Local media reported that around 1815 GMT an attacker stabbed two officers near Brussels North Train Station before being shot in the legs and abdomen by another police patrol who arrived at the scene.

One of the police officers reportedly died from his injuries after being stabbed in the neck, and both the other police officer who was wounded and the perpetrator were taken to hospital.

A local resident told AFP he heard “five or six gunshots” shortly after the attack.

“Our police officers risk their lives every day to keep our citizens safe. Today’s drama shows this once again,” wrote Belgian Prime Minister Alexander De Croo.

“My thoughts are with the family and friends of the late officer. My sincere hope is that his colleague at the hospital is doing well,” he posted on social media.

Several news outlets reported, without citing their source, that the attacker went to a police station in the city earlier Thursday to warn that he was trying to attack police, but he was not arrested.

Home Secretary Annelies Verlinden said she was “monitoring the situation closely” and was in contact with police and local authorities.

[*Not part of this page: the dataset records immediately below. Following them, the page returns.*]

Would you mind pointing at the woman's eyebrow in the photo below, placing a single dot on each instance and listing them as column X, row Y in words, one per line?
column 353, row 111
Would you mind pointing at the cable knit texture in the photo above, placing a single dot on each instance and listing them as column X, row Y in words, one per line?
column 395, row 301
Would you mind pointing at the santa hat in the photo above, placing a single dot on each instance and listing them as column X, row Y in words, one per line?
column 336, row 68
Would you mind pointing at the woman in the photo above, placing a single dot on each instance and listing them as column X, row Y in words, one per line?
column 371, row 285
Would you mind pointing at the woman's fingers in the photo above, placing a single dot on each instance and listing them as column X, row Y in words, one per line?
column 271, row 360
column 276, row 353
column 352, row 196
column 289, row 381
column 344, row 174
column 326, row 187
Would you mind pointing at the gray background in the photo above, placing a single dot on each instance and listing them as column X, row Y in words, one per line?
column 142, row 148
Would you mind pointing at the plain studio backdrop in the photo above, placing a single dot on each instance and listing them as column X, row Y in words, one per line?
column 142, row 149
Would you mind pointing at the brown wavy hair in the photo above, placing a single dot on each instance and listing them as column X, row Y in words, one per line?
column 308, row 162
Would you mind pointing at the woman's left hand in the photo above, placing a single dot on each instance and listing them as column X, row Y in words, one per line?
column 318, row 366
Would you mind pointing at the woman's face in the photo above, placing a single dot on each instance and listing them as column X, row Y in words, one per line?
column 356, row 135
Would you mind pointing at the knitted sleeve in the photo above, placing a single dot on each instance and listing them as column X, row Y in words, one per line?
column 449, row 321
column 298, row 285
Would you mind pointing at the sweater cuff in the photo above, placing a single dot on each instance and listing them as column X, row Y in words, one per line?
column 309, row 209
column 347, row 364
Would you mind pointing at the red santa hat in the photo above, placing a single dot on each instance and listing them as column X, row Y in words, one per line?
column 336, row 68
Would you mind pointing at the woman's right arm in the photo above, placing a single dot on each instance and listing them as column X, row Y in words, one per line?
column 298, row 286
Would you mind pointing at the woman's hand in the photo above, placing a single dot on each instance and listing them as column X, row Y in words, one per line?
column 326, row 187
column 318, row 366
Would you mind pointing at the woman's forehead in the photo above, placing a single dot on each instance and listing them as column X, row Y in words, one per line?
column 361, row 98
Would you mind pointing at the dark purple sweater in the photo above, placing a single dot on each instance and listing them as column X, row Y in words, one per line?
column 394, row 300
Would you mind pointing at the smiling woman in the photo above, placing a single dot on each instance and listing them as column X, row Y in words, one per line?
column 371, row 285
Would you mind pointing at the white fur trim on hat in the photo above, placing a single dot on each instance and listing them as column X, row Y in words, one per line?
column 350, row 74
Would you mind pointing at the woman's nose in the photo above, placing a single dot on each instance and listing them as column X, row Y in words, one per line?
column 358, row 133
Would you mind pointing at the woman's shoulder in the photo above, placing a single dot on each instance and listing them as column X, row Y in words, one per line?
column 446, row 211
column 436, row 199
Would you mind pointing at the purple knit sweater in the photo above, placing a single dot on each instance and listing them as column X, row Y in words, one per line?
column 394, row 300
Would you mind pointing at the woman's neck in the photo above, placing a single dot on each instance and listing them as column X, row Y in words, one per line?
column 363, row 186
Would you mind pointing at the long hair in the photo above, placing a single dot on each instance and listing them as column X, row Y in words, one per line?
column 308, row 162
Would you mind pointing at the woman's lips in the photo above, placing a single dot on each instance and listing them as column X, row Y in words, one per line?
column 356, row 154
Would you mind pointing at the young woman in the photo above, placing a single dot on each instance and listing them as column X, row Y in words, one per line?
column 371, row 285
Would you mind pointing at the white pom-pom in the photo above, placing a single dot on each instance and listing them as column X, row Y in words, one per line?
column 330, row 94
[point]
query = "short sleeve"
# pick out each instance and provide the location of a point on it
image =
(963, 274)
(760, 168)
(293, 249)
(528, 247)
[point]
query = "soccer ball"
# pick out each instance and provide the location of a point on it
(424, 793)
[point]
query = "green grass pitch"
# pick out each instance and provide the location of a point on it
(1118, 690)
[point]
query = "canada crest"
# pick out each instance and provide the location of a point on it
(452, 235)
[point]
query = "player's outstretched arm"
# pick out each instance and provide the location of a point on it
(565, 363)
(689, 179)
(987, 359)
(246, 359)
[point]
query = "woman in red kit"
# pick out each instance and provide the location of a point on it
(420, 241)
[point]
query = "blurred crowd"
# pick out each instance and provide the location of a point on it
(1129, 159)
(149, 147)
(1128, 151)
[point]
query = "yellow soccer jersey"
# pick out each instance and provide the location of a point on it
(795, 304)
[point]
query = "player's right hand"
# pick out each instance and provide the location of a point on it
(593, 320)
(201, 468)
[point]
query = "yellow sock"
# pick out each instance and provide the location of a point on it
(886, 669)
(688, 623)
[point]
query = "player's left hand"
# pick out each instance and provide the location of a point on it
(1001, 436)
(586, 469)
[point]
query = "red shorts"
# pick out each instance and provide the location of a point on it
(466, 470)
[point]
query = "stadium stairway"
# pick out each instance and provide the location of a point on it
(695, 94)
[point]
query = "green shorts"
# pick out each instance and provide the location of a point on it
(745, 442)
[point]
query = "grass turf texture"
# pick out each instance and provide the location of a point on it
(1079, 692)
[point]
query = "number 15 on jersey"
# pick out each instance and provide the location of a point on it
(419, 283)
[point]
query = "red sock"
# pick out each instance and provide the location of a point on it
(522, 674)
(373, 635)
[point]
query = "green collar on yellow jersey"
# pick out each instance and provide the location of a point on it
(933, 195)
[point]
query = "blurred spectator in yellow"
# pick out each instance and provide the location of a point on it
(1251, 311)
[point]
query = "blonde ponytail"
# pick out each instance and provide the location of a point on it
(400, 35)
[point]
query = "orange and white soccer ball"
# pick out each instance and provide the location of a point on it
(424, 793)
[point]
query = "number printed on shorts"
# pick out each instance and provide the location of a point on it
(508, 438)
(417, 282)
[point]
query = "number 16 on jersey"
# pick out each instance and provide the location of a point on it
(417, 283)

“This violence against our people is unacceptable,” she said.

Justice Secretary Vincent Van Quickenborne said: “Police and prosecutors are doing what they must to investigate these horrific acts.”

Brussels is currently on the trial of those accused of involvement in the 2016 attacks by the Islamic State group that killed 32 people at the city’s main airport and in a crowded metro station.

The trial is the largest ever before a Belgian jury, with 960 civil plaintiffs represented and the sprawling former headquarters of the NATO military alliance converted into a high-security court complex on the outskirts of the city.

Between 2016 and 2018, Belgium witnessed several deadly Islamist terrorist attacks against the police or the military.

The last attack classified as “terrorist” occurred in the city of Liège in May 2018, when a radicalized attacker shot dead two policewomen and a student before being gunned down by officers.